The pandemic has shone a light on many aspects of society, but nowhere more brightly than on our healthcare system.
Exposing both its frailties and resilience, COVID-19 has made it clear that the strength of our hospitals lies with our frontline staff: physicians, nurses and other healthcare professionals. However, the independent contractor status of physicians can leave them vulnerable to unfair practices in the workplace. Recently, however, our courts recognized one of the challenges physicians practicing in hospitals face: the dependent nature of many physicians’ practices and the lack of financial protection if their privileges are terminated. Shouldn’t a physician be entitled to compensation if a hospital effectively terminates their job?
Hospitals, and in particular academic hospitals, are complex work environments. Most physicians are not employees in the traditional sense, but rather are independent contractors with hospital ‘privileges’. A hospital grants its physicians the ‘privilege’ of using its resources to provide care to patients. Privileges are very valuable to the physicians who hold them as they have significant financial, professional and reputational benefits.
Increasingly, due to financial considerations, hospitals are seeking to limit the number of physicians on staff. But the loss of privileges has dramatic negative financial consequences for physicians who earn the bulk of their income in a hospital environment, particularly physicians requiring a hospital setting to perform aspects of their jobs, such as complex surgeries.
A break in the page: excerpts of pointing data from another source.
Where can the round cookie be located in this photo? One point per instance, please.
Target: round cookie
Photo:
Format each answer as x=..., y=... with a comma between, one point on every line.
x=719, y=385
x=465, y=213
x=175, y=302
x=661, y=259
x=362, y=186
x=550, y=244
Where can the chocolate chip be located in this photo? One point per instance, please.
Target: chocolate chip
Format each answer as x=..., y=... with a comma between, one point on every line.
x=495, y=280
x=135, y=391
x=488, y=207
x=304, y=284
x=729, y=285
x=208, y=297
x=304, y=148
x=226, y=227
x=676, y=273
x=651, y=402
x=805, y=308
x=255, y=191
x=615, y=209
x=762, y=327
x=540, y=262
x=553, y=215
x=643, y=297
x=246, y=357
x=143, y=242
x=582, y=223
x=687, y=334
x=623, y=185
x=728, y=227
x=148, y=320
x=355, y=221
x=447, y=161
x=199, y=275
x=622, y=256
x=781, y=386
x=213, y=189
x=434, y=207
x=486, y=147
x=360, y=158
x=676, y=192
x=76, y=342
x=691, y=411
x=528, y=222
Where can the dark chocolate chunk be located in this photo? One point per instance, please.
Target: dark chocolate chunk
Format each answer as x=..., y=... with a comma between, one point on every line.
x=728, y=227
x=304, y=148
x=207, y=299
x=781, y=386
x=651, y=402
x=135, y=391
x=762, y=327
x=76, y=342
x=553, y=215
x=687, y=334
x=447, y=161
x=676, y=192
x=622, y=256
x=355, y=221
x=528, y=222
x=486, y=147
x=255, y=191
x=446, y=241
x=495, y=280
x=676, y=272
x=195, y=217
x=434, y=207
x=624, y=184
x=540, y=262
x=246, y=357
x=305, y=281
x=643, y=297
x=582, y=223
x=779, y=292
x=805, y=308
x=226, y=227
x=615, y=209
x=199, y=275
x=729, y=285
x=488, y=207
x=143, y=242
As privileges are now much harder to come by, some physicians who lose their hospital privileges can find themselves without the ability to earn a living. Recently, the courts acknowledged that some physicians have a relationship of dependence on hospital resources and therefore should be entitled to the same protections as other dependent contractors who have in many respects similar protection to employees, particularly when it comes to dismissal.
The concept of ‘dependent contractor’ is an important one in today’s economy as, freelance, temporary and time-limited contract employment become increasingly the norm in what millennials refer to as the ‘gig’ economy. The concept of dependent contractor evolved at law to protect these workers, which make up an increasing percentage of the workforce, by affording them entitlement to reasonable notice of their dismissal.
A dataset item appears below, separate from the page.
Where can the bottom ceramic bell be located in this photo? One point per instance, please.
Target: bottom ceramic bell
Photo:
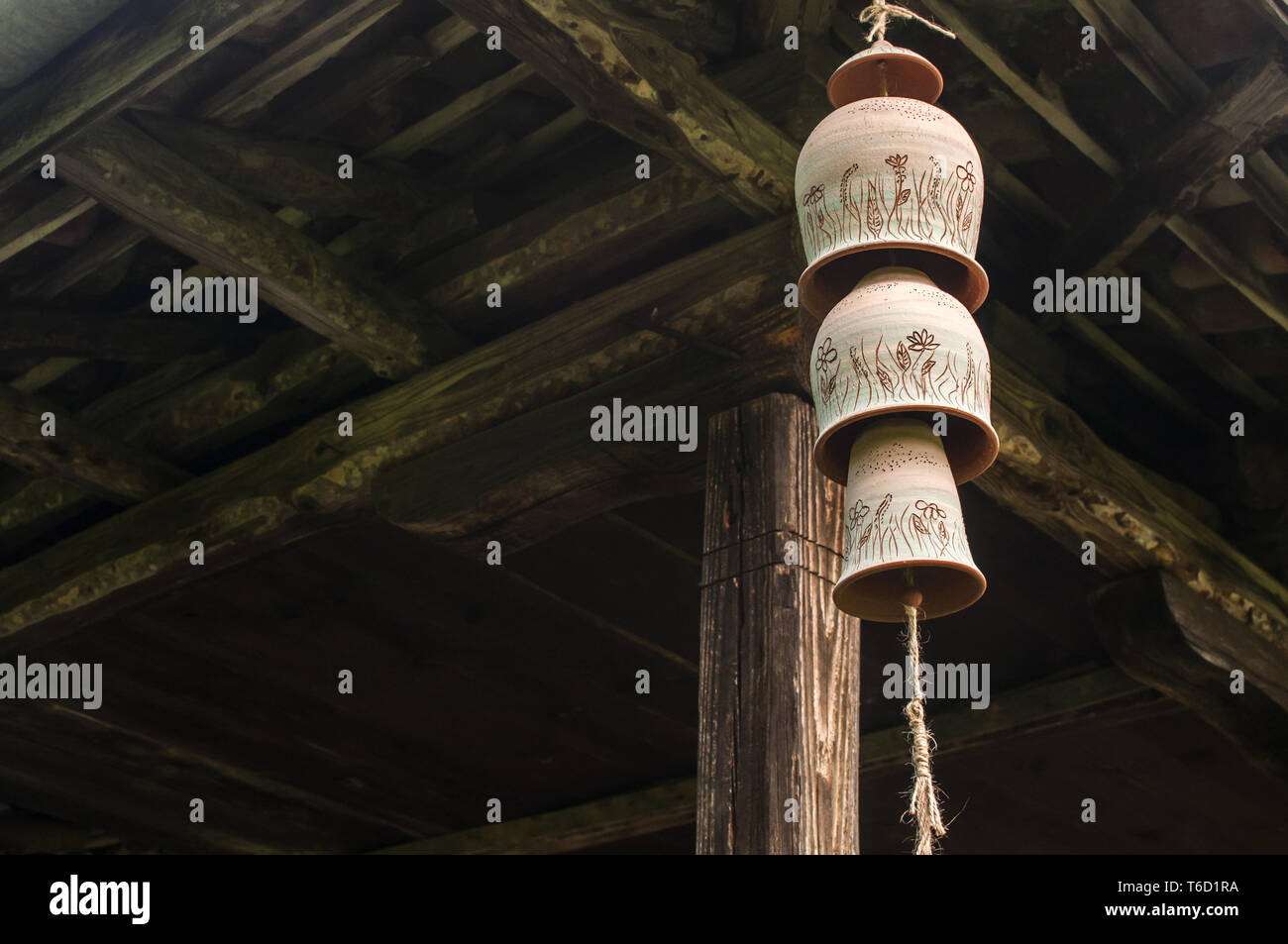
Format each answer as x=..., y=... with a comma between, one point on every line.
x=903, y=526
In an important recent decision by Ontario’s Court of Appeal, the court acknowledged that dependent contractor status as extending to physicians practicing in hospitals. Doctors Douglas Beattie and George Luczkiw had their privileges cancelled by Toronto-based Women’s College Hospital, where they had been practicing almost exclusively for decades. Dr. Luczkiw and Dr. Beattie had devoted 30 years and 21 years, respectively, to the service of Women’s College Hospital, only to be terminated in their 60s without any severance or financial compensation. Dr. Beattie also served as director of the hospital’s urgent care centre for 12 years.
The termination of these physicians’ privileges was not based on performance issues or due to any fault of their own. Rather, the hospital decided to close its urgent care centre, without providing the doctors compensation for their loss or reasonable notice, leaving these physicians effectively without the ability to practice, profoundly impacting their lives.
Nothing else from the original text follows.